Colfax, Washington

Colfax History:

Colfax is named for Schuyler Colfax, vice president of Ulysses S. Grant. The city’s location is the natural result of the intersection of two rivers and three systems of rails. The first significant industry was logging and lumber milling, but ranching and wheat farming soon followed and a flour mill was added. The arrival of people to Colfax came relatively late in the settlement of the west, in the late eighteen sixties and was finally incorporated in 1873.

The topography of the area is a vast region of steep rolling hills. It The earth is rich and deep, with top soil up to a hundred feet thick. The system of hills is known as the Palouse Hills and the area as the Palouse.

The first white settlers in the area claimed the vast acres of tall bunch grass as grazing land. It wasn’t until the late 1870s and 1880s, that the land was not taken seriously as farming land.
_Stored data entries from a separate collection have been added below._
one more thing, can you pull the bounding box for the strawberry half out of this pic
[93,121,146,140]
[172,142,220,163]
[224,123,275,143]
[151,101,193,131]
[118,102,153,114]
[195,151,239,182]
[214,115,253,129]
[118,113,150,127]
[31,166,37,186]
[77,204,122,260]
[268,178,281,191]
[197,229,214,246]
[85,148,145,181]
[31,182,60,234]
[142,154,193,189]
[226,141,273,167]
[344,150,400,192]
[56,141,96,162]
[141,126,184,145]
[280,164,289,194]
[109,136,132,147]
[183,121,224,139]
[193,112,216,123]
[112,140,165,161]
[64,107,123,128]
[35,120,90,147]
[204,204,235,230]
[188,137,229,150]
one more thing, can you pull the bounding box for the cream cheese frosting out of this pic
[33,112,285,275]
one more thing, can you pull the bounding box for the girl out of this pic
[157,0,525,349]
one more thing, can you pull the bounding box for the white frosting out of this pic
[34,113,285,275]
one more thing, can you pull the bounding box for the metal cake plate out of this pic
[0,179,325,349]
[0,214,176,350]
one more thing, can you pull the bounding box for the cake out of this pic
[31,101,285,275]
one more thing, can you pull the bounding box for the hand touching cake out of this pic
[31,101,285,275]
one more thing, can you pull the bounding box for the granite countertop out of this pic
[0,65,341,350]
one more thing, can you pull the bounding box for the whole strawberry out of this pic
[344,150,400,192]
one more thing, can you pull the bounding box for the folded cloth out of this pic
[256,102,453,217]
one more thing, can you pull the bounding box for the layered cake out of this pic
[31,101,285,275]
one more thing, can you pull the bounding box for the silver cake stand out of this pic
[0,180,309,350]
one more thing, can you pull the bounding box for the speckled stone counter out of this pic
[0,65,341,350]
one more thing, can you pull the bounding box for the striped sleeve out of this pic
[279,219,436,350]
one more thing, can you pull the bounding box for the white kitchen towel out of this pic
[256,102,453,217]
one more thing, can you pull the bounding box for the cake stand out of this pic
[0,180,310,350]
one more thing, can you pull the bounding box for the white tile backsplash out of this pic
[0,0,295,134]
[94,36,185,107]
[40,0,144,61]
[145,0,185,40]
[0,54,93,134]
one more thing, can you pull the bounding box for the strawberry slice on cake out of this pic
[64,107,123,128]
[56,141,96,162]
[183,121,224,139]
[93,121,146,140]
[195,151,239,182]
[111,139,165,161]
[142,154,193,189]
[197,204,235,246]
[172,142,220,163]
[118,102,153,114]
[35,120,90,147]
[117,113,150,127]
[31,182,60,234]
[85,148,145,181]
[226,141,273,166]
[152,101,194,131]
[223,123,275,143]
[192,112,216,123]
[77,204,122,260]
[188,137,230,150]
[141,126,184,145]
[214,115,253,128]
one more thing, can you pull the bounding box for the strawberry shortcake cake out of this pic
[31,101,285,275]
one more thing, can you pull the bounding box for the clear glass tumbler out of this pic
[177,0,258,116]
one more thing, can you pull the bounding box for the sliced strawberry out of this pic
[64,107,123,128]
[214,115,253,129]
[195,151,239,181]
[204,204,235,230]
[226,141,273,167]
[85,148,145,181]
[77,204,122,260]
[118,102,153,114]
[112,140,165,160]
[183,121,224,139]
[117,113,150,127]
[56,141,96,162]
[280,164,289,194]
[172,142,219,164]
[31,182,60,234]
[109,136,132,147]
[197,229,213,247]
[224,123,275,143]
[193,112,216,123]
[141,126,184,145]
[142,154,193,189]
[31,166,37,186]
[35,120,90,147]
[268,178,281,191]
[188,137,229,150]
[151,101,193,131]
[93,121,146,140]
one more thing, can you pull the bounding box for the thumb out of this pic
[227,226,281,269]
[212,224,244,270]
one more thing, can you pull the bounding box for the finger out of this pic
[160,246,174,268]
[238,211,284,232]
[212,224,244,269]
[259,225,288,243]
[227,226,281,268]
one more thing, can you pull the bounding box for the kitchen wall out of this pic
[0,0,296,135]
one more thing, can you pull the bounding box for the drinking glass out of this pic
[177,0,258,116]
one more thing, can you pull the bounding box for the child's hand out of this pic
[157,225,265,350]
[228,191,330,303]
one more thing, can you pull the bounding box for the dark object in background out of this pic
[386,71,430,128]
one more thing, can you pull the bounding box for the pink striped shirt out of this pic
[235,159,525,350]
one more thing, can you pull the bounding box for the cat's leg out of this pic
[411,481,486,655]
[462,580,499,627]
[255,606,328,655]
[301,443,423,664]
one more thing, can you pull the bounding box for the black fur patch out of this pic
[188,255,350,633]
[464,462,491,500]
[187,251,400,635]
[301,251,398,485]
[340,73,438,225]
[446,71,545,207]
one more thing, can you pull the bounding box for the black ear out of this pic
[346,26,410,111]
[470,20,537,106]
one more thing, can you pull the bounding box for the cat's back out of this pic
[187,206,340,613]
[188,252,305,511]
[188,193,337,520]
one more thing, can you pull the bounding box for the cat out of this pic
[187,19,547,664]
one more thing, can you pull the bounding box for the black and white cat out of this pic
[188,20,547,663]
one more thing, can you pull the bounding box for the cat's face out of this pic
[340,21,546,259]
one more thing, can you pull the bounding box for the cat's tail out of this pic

It was the influenced by immigrants from Eastern Europe who were familiar with similar climatic conditions, farmers began cultivating the Palouse hills and growing winter wheat, a crop that was planted in the fall and harvested the following summer. With the development of mechanized farming techniques, the Palouse produces enormous crops and farming units have developed into hundreds and even thousands of acres.


Colfax is located 16 miles northwest of Pullman on Highway 195, sitting at 1962 feet. It serves as the seat of Whitman County and has a population of ~2,748.  The region is one of the worlds leaders in the production of peas, lentils and barley.

The combination of retail and service businesses and government entities continue to this day. The lifestyle of Colfax provides its citizens with a unique blend of small town and rural living.